Efficiency of services like Cloudinary, Imgix

deadcode picture deadcode · May 11, 2016 · Viewed 7.3k times · Source

I want to build a website with a lot of images and hence image manipulations like amazon, ebay, flipkart,etc. I have been suggested to use services like Cloudinary, Imgix, etc to resize my images since it would be better to store one version of each image although I'd need several versions with different sizes. I'd like to know how efficient these services are. Are there any issues? I'd like my website to be very fast and responsive. I have heard concerns like "Take into account that you're at least doubling the transfer latency involved, which will frequently dominate the time required to complete an image operation.
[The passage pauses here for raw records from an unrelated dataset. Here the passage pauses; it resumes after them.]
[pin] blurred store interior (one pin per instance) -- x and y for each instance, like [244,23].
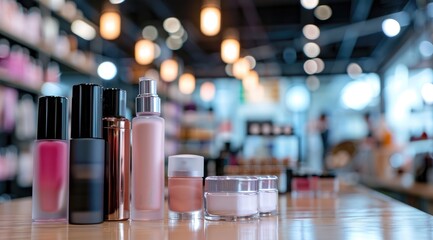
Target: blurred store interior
[255,86]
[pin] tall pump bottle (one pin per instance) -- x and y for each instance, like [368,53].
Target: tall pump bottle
[147,176]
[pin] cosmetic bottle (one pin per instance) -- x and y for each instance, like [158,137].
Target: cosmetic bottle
[117,136]
[185,186]
[87,151]
[50,176]
[147,186]
[268,195]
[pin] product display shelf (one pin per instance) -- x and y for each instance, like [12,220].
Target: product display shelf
[57,14]
[7,81]
[46,51]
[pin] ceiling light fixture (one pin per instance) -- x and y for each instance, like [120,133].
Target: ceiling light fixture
[110,24]
[311,50]
[323,12]
[310,67]
[150,32]
[210,18]
[107,70]
[169,70]
[230,47]
[83,29]
[174,43]
[116,1]
[426,49]
[354,70]
[171,25]
[320,65]
[311,31]
[144,51]
[391,27]
[207,91]
[309,4]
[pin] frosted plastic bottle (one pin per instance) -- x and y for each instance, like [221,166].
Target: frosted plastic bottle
[147,176]
[50,176]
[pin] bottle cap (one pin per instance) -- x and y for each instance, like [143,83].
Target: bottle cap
[114,102]
[52,118]
[185,165]
[147,100]
[86,111]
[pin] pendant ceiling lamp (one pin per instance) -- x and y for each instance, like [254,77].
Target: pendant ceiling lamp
[110,23]
[230,47]
[169,70]
[144,52]
[210,17]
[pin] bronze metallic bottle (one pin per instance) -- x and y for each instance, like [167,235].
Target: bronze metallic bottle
[116,132]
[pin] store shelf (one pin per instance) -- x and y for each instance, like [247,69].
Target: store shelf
[7,81]
[46,51]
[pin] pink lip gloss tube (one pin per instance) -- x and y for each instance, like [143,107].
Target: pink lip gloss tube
[50,176]
[185,186]
[147,175]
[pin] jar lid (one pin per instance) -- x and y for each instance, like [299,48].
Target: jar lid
[185,165]
[231,184]
[268,182]
[327,175]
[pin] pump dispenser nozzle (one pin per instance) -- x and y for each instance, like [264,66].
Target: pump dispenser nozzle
[147,100]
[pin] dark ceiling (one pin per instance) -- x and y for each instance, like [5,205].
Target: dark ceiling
[270,30]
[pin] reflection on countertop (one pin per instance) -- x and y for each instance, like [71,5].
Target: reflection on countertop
[355,213]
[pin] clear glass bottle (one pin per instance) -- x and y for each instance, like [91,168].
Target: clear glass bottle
[268,195]
[147,176]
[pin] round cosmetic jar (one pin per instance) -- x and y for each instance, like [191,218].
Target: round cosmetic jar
[231,198]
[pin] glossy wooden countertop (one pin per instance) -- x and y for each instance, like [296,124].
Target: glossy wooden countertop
[356,213]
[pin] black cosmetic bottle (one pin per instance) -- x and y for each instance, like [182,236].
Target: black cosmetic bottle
[87,148]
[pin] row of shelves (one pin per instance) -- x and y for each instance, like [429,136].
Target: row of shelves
[68,61]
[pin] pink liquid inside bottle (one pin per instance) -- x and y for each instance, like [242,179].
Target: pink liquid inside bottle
[50,172]
[51,175]
[185,186]
[147,185]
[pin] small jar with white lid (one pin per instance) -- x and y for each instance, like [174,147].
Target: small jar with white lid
[268,195]
[185,186]
[231,198]
[327,185]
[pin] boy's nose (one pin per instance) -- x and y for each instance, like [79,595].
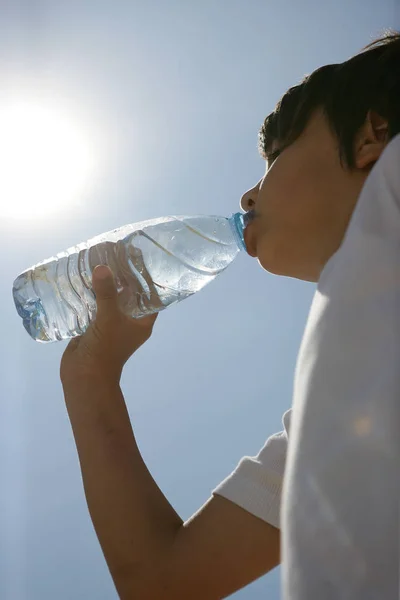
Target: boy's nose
[249,199]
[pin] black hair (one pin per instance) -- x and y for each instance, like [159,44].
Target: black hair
[346,92]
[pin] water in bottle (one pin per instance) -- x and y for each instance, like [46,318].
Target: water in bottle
[155,263]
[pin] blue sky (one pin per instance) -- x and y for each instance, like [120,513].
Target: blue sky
[171,96]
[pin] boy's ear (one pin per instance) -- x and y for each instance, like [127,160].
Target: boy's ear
[370,140]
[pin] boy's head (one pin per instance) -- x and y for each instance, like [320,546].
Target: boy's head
[320,144]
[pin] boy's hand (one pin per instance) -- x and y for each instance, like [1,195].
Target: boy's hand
[110,339]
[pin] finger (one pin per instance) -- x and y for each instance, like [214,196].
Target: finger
[105,289]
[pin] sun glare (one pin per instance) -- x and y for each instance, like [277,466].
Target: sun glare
[46,162]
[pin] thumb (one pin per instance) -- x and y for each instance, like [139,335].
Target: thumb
[104,287]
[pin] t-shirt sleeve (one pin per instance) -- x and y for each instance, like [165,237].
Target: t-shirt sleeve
[256,483]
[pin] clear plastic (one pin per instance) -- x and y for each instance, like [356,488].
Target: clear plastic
[155,263]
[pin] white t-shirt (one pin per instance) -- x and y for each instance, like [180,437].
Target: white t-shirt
[341,492]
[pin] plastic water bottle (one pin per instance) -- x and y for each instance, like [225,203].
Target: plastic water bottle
[155,263]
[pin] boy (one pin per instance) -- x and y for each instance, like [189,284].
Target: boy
[327,210]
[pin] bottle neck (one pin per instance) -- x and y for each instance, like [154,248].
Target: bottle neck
[238,223]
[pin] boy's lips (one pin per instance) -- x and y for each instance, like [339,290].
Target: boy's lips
[250,240]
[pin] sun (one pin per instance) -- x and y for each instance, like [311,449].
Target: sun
[45,161]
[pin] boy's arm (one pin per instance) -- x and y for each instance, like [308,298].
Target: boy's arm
[150,552]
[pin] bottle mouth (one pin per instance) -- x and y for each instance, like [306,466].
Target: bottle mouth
[239,222]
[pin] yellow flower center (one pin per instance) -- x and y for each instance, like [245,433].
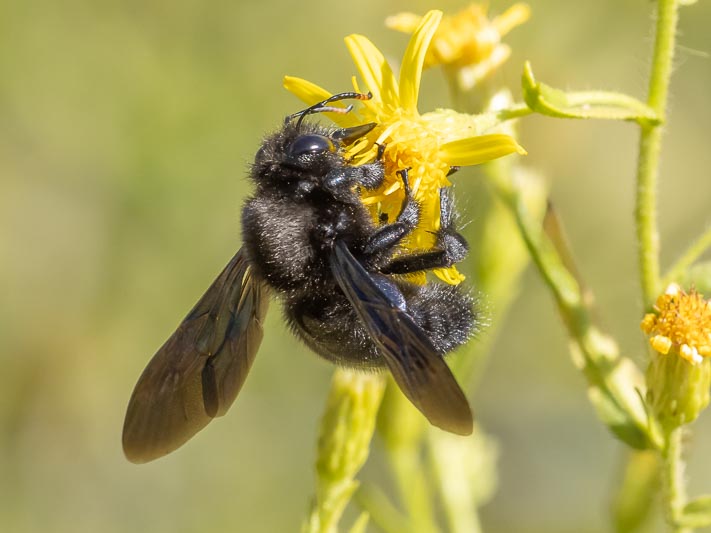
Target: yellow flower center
[682,323]
[410,145]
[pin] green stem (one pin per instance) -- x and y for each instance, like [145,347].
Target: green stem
[672,477]
[516,110]
[649,151]
[687,259]
[413,488]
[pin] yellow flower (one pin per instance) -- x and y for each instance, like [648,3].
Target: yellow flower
[678,387]
[468,39]
[429,145]
[680,324]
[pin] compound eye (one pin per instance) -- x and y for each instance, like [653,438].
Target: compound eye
[311,144]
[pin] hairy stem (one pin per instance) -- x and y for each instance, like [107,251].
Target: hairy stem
[649,151]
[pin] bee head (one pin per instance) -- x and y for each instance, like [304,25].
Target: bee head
[301,153]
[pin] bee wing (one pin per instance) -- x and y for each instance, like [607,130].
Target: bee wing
[197,374]
[418,369]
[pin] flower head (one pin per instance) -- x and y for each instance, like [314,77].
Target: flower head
[429,145]
[678,387]
[468,39]
[680,324]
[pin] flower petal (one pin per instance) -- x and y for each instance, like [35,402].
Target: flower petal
[374,70]
[307,92]
[414,58]
[311,94]
[480,149]
[404,22]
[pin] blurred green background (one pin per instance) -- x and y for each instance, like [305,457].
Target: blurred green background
[126,129]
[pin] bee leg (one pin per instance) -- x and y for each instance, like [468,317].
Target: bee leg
[386,237]
[451,247]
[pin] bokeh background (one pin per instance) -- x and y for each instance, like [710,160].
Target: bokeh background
[126,129]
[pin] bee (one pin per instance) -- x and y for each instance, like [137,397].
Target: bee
[309,240]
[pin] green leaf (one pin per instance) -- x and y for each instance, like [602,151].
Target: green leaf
[552,102]
[697,513]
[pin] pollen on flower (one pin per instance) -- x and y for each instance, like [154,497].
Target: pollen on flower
[426,146]
[681,323]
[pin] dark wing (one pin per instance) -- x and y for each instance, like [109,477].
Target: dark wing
[198,372]
[418,369]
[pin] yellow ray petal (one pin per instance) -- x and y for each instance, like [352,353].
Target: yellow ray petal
[311,94]
[374,69]
[412,61]
[404,22]
[480,149]
[307,92]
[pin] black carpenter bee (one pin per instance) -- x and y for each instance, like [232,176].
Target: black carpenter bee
[309,239]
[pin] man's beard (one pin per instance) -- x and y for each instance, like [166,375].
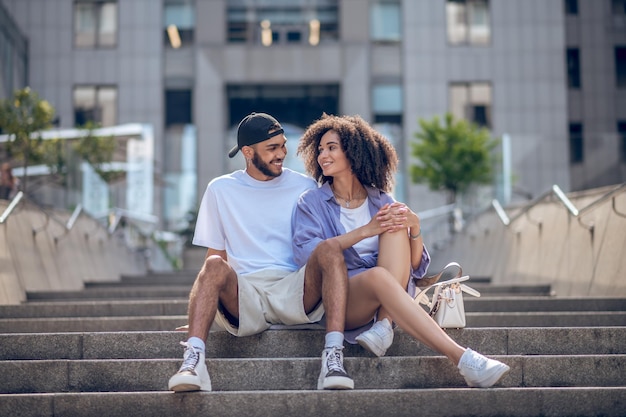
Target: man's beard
[263,167]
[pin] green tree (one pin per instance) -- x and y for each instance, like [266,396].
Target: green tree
[452,156]
[23,116]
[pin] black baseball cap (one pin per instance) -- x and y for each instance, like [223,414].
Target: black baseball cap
[253,129]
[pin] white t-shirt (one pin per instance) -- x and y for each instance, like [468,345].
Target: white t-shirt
[251,219]
[352,218]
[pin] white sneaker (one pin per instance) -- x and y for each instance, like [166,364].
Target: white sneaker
[333,375]
[193,374]
[378,338]
[480,371]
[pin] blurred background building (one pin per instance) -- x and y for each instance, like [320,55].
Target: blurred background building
[549,75]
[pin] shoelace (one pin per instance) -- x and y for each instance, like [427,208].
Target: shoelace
[475,362]
[334,360]
[380,328]
[190,359]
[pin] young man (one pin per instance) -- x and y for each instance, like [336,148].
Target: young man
[249,279]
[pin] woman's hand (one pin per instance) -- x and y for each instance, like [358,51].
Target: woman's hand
[397,216]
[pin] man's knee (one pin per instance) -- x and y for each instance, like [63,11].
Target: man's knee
[329,252]
[215,272]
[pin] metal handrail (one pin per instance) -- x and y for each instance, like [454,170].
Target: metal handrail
[117,214]
[14,202]
[567,203]
[70,222]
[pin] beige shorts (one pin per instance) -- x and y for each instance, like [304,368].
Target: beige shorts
[267,298]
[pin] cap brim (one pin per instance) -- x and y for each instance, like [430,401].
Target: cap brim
[233,151]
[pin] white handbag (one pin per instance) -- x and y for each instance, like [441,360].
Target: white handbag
[446,306]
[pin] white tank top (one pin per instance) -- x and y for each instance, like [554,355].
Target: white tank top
[352,218]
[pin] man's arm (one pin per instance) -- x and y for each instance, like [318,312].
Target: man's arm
[221,253]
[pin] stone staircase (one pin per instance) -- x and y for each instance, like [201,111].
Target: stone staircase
[109,350]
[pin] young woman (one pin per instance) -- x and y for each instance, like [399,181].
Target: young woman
[381,240]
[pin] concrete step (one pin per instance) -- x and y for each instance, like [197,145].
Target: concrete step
[305,343]
[438,402]
[249,374]
[64,354]
[117,290]
[113,308]
[171,322]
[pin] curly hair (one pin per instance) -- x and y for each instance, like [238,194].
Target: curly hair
[372,157]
Normal: end_user->your_user->end_user

Through these services: end_user->your_user->you->your_user->end_user"

Answer

Paul Straw picture Paul Straw · May 11, 2016

(Disclaimer: I handle developer relations at imgix, and will be answering this post as it applies to our stack)

You're absolutely correct that for a completely uncached image, there are more "hops" involved to serve an image. For the first user to view an image, this can result in a slightly increased latency. After that, however, the image is cached by both our rendering cluster and global CDN, which makes subsequent requests for any image based off of the original much faster. Either way, the byte savings from serving correctly-sized images to the browser will almost always outweigh any additional latency from initial requests for an image.

Here's a simple diagram that shows the flow when an image has not yet been cached:

                      ┌─────────────────┐  4. Origin responds
                      │   Your Origin   │  with full-size
                      │ (S3/web folder) │  `dogs.png` image.
                      └─────────────────┘
                        ▲             │
                        │             │
                        │             │
                        │             ▼
      3. Image is not ┌─────────────────┐  5. imgix caches the
cached at imgix, send │      imgix      │  full-size image, then
request to origin for │                 │  resizes it to 300px
           `dogs.png` └─────────────────┘  wide and caches that
                        ▲             │    derivative.
                        │             │
                        │             ▼
      2. Image is not ┌─────────────────┐  6. The imgix CDN
       cached at CDN, │ imgix CDN (edge │  caches the 300px wide
     forward to imgix │nodes worldwide) │  variant and serves it
   rendering cluster. └─────────────────┘  to the browser.
                        ▲             │
                        │             │
                        │             │
                        │             ▼
  1. Browser requests ┌─────────────────┐  7. The browser
     `dogs.png?w=300` │ User's Browser  │  receives and renders
                      │                 │  300px wide `dogs.png`.
                      └─────────────────┘

Once the image has been cached (after a single user requests it), the loop becomes much tighter:

 2. The imgix CDN has ┌─────────────────┐
 this variant cached, │ imgix CDN (edge │
 and serves it to the │nodes worldwide) │
             browser. └─────────────────┘
                        ▲             │
                        │             │
                        │             │
                        │             ▼
  1. Browser requests ┌─────────────────┐  3. The browser
     `dogs.png?w=300` │ User's Browser  │  receives and renders
                      │                 │  300px wide `dogs.png`.
                      └─────────────────┘

After an original image is cached at our rendering cluster, generating derivatives is also much faster (in this case, a 600px wide version), since they don't require an additional trip to your origin server:

3. Full-size image is ┌─────────────────┐  4. imgix resizes the
    already cached at │      imgix      │  cached full-size image
     imgix, no origin │                 │  to 600px wide and
      request needed. └─────────────────┘  caches that
                        ▲             │    derivative.
                        │             │
                        │             ▼
      2. Image is not ┌─────────────────┐  5. The imgix CDN
       cached at CDN, │ imgix CDN (edge │  caches the 600px wide
     forward to imgix │nodes worldwide) │  variant and serves it
   rendering cluster. └─────────────────┘  to the browser.
                        ▲             │
                        │             │
                        │             │
                        │             ▼
  1. Browser requests ┌─────────────────┐  6. The browser
     `dogs.png?w=600` │ User's Browser  │  receives and renders
                      │                 │  600px wide `dogs.png`.